Lalu, kulihat sedikit demi sedikit ruangan yang pengap dari pintu yang kubuka perlahan. Ruangan yang gelap dan berdebu membuatku terbatuk sesaat. Tiba-tiba bau anyir menghampiri hidungku. Baunya mirip seperti.... bau bangkai. “Bau bangkai apa ini?” Kataku dalam hati.
Aku memberanikan diri masuk ke dalam paviliun, langkah kakiku kubuat tak terdengar mungkin dan berhati-hati saat berjalan. Aku melihat sekeliling rumah itu sambil mengamati foto-foto usang yang dipajang di dinding yang berlumut. Foto seorang kakek tua dan siapa ini? Wajahnya tidak terlihat, karena sudah luntur terkena air atau kebakar? Entah.
Aku mengamati kembali foto-foto yang lain. Namun semua foto sepertinya terlihat sama, usang dan.. luntur. Setiap foto yang berada disebelah kakek, pasti tak bisa terlihat. Dari yang aku amati, sepertinya gambar disebelah Kakek adalah cucunya, karena tubuhnya lebih kecil dari kakek dan kutebak pasti ini adalah cucu perempuannya. Tapi aku sungguh tidak bisa mengenali wajahnya sama sekali. Dinding yang penuh dengan gambar-gambar indah yang mirip hasil karya anak-anak, pasti ini di gambar oleh cucu kakek. Terlihat gambar kakek sedang menggandeng erat tangan cucunya walau wajahnya tak nampak.
“Per..gi!” Suara itu terdengar kembali. “PERGI...!!” Katanya. Aku menoleh perlahan ke arah suara tersebut. Lalu.......
***
Aku tersadar. Ternyata aku pingsan. Aku mengamati keadaan sekitar.
“Kamu di Rumah Sakit.” Kata Kak Fira, lalu ia duduk di ranjang sebelahku.
“Mama tuh hampir copot jantungnya dengar kamu masuk ke dalam paviliun tua.
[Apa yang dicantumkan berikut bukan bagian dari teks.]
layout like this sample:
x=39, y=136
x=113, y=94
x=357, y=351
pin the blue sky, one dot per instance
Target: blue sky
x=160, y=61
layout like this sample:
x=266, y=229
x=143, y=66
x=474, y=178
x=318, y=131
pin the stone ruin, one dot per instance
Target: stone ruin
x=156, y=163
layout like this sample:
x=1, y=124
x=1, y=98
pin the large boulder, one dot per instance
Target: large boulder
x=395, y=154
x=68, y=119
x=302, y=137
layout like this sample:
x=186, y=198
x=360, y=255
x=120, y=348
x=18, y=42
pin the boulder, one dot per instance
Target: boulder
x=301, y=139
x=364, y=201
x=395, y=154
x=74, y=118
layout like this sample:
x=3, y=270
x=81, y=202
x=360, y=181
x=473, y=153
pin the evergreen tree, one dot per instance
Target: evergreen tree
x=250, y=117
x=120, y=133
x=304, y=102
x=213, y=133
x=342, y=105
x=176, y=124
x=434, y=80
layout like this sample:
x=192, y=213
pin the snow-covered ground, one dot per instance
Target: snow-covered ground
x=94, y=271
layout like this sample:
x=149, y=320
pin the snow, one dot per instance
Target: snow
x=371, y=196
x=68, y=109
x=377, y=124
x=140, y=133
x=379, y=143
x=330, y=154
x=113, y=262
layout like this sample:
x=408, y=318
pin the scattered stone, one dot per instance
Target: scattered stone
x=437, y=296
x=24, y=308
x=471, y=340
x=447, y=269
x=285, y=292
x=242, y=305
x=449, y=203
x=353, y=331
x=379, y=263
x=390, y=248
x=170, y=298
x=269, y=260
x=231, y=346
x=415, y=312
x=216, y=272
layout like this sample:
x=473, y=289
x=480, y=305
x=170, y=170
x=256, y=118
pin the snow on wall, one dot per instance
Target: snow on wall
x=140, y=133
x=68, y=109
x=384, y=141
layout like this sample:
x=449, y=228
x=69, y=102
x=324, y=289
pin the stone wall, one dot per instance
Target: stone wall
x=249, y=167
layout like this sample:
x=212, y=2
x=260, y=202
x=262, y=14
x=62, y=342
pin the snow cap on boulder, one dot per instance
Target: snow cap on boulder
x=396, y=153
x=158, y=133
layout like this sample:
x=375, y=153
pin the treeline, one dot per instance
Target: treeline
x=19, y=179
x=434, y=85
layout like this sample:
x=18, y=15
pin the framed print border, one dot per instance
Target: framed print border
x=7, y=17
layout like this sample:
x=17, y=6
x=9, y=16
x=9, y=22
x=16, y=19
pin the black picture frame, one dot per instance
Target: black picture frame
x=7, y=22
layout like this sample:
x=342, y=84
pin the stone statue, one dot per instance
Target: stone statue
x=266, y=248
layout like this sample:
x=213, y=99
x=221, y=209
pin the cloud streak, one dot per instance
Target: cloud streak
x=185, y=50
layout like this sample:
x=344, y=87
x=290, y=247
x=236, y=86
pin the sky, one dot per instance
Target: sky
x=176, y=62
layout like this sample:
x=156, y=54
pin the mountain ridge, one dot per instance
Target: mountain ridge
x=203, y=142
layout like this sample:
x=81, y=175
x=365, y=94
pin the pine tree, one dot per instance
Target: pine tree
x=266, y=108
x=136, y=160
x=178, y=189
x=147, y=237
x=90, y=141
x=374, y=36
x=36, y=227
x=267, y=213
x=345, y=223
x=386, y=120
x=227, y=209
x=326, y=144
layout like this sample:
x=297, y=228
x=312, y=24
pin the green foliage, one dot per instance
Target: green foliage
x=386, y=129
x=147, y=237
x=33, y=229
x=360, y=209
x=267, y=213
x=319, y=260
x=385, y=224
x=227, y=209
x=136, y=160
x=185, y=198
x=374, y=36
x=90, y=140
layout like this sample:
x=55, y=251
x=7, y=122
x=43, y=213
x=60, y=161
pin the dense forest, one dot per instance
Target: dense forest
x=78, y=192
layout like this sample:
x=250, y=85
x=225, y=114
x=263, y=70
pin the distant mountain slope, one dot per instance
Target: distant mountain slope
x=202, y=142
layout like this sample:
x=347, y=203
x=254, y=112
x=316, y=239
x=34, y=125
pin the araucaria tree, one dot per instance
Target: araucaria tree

Kamu itu apa gak takut sama kakek tua itu?” Tambahnya.
“Kok, Kak Fira tau?” Tanyaku heran.
“Firman, denger kakak, kamu itu masih 7 tahun, jangan sok-sokan deh masuk ke dalam tempat yang aneh-aneh. Kalau tadi Badruz dan Ferdy enggak kasih tau Mama dan Kakak, mungkin kamu akan sama dengan cucunya kakek itu.”
“Loh memangnya kenapa, Kak dengan cucu kakek itu?”
“Ternyata, paviliun itu ditempati sama kakek tua, dan mayat cucu perempuannya yang enggak dia kuburkan, karena kakeknya sayang sama cucunya itu. Dan waktu Polisi mendobrak pintu, kakek itu lagi mengasah pisau.” Jelas Kak Fira.
“Ah, masa sih Kak?” Tanyaku tak percaya.
“Beneran, Firman. Terus.. dari omongan orang yang kakak dengar, kakek itu suka menculik anak-anak, karena dia sedih melihat cucunya yang sudah meninggal karena dibunuh orang. Pokoknya, apapun alasannya jangan pernah kamu ulangi lagi nekat-nekat kayak tadi. Telat sedikit aja, Kakak gak tau deh kamu bagaimana.” Kak Fira menjelaskan.
“Terus, Kakek itu kemana? Cucunya gimana?” Tanyaku penasaran.
“Kakek itu ditahan Polisi, cucunya dimakamin di pemakaman. Lagi kok kamu sok berani sih pake kesana segala?” Kak Fira mulai kesal.
“Tadi, aku main bola sama Badruz dan Ferdi. Bolanya terbang kesana, yaudah aku ambil, terus aku denger suara, makanya aku penasaran masuk. Tapi Kak, Mama sama Papa marah gak yah sama aku?”
“Ya, menurut kamu?”
“GAK ADA JAJAN SEBULAN!” Tiba-tiba Mama datang memarahiku. Aku tercengang.